Conexant's CN9414 is the cornerstone of a new line of
digital-broadband products aimed at leveraging the company's core communications and
analog-modem-chip competencies to capture territory in a range of applications, from
digital set-top boxes to integrated telephony and home-networking solutions.

The company claimed that design advantages in the CN9414 --
such as including the microprocessor and other functions on the chip, instead of requiring
circuit-board add-ons -- will cut the cost of cable modems by some 25 percent.

Conexant also said the chip's programmable
architecture enables modem manufacturers to meet changing industry standards via software
upgrades, instead of having to swap out hardwired chips in deployed or inventory modems.

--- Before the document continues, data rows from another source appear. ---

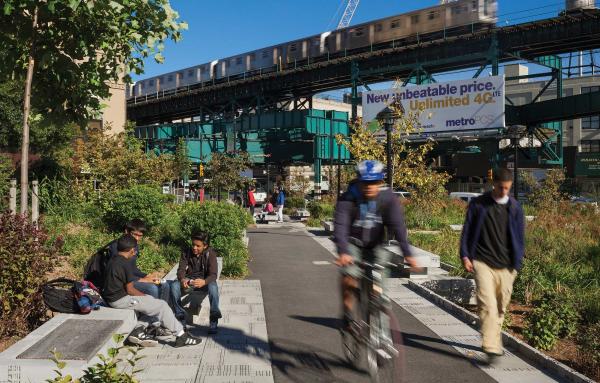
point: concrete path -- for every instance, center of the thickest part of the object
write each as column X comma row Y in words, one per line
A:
column 302, row 307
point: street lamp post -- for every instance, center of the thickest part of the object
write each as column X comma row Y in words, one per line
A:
column 387, row 117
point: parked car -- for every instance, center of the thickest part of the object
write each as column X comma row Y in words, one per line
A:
column 467, row 197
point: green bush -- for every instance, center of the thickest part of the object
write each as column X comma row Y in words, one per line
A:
column 26, row 255
column 225, row 225
column 321, row 210
column 117, row 366
column 589, row 349
column 141, row 201
column 553, row 317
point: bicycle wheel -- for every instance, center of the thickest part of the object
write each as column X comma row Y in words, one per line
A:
column 383, row 355
column 351, row 338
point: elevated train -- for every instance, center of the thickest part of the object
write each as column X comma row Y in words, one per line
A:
column 446, row 19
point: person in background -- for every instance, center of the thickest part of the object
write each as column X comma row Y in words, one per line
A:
column 492, row 246
column 280, row 203
column 120, row 293
column 198, row 270
column 251, row 200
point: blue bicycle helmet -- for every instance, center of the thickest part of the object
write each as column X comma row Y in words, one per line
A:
column 370, row 170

"This product will be the launching pad and the
centerpiece for lots of other digital-broadband products," said Scott Keller,
Conexant's product-line manager for cable-modem integrated circuits. "We truly
believe that it's a generation ahead of everyone else in the industry."

Conexant -- the $1.2 billion-per-year semiconductor
business that Rockwell International spun off in December -- is plowing into a field
dominated by Broadcom and smaller Libit Signal Processing Ltd., the No. 1 and No. 2
cable-modem-chip suppliers.

That field should become increasingly competitive as each
jockeys to deliver technical advances enabling modem makers to get new advanced products
into the field faster.

For example, Libit announced last month that it and Intel
Corp. were developing specifications for an internal "host-based" cable modem
that would move much of the functionality from the modem chip to the processor in the
host, such as a personal computer, and to random-access memory.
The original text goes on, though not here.